Affinity maturation for an optimal balance between long-term immune coverage and short-term resource constraints

Affiliations

Affinity maturation for an optimal balance between long-term immune coverage and short-term resource constraints

Victor Chardès et al. Proc Natl Acad Sci U S A. .

Abstract

In order to target threatening pathogens, the adaptive immune system performs a continuous reorganization of its lymphocyte repertoire. Following an immune challenge, the B cell repertoire can evolve cells of increased specificity for the encountered strain. This process of affinity maturation generates a memory pool whose diversity and size remain difficult to predict. We assume that the immune system follows a strategy that maximizes the long-term immune coverage and minimizes the short-term metabolic costs associated with affinity maturation. This strategy is defined as an optimal decision process on a finite dimensional phenotypic space, where a preexisting population of cells is sequentially challenged with a neutrally evolving strain. We show that the low specificity and high diversity of memory B cells-a key experimental result-can be explained as a strategy to protect against pathogens that evolve fast enough to escape highly potent but narrow memory.
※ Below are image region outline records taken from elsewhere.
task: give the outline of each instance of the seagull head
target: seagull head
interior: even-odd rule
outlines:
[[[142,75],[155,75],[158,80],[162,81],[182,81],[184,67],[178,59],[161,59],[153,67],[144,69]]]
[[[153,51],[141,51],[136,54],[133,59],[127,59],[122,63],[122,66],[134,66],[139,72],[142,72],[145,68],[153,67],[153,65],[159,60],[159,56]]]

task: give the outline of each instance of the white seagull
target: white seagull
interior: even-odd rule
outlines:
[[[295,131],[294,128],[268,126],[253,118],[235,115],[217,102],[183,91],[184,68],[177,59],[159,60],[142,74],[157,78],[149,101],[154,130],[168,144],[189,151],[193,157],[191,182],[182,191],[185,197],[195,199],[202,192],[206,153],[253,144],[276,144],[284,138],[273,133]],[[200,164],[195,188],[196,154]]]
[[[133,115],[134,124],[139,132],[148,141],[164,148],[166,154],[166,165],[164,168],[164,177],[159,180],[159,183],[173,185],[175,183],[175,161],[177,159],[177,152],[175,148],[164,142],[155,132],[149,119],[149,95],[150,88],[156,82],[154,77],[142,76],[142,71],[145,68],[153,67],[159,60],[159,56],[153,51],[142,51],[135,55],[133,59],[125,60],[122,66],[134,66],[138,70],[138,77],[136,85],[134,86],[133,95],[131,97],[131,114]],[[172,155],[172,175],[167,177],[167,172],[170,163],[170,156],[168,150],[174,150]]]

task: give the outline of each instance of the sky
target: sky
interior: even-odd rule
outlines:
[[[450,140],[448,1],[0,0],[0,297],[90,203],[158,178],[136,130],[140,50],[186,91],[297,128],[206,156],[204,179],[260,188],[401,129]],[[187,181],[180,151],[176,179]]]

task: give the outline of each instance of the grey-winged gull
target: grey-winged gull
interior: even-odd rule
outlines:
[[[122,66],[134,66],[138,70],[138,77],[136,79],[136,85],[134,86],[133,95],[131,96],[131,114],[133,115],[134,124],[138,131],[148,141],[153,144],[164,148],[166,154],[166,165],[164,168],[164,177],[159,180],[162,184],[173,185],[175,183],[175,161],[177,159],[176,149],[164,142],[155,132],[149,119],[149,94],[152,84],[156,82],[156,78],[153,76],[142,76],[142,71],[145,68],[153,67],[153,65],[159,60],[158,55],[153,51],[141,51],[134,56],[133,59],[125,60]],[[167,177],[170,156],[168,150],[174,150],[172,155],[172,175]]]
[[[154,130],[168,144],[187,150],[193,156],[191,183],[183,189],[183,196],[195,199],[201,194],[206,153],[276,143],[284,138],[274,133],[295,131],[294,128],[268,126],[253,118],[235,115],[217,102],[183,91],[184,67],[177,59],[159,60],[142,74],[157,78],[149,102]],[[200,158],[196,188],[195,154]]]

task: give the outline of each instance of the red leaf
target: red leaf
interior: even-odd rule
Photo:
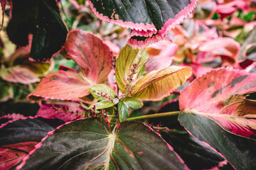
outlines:
[[[112,69],[112,57],[109,47],[100,38],[84,30],[71,30],[63,49],[87,79],[97,84],[105,82]]]
[[[7,170],[19,164],[38,142],[28,142],[2,145],[0,147],[0,169]]]
[[[43,118],[61,119],[65,122],[73,121],[82,118],[83,110],[79,108],[79,104],[73,102],[55,103],[54,105],[40,104],[37,116]],[[81,115],[78,115],[78,113],[81,113]]]
[[[180,108],[210,119],[233,133],[256,135],[255,101],[247,98],[252,91],[256,91],[256,74],[217,69],[181,92]]]
[[[42,98],[77,101],[78,98],[90,94],[88,89],[91,85],[91,82],[78,73],[60,70],[43,77],[27,98],[36,101]]]
[[[216,57],[221,57],[223,63],[234,64],[240,52],[240,44],[230,38],[218,38],[209,40],[199,47],[197,62],[212,62]]]
[[[177,49],[178,45],[170,41],[162,41],[149,46],[146,52],[152,57],[146,63],[146,73],[170,66]],[[156,52],[155,55],[152,54],[154,52]]]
This plasticity of the repertoire drives the emergence of distinct regimes for the size and diversity of the memory pool, depending on the density of de novo responding cells and on the mutation rate of the strain. The model predicts power-law distributions of clonotype sizes observed in data and rationalizes antigenic imprinting as a strategy to minimize metabolic costs while keeping good immune protection against future strains.

Keywords: B cell repertoire; affinity maturation; optimal decision theory; population dynamics.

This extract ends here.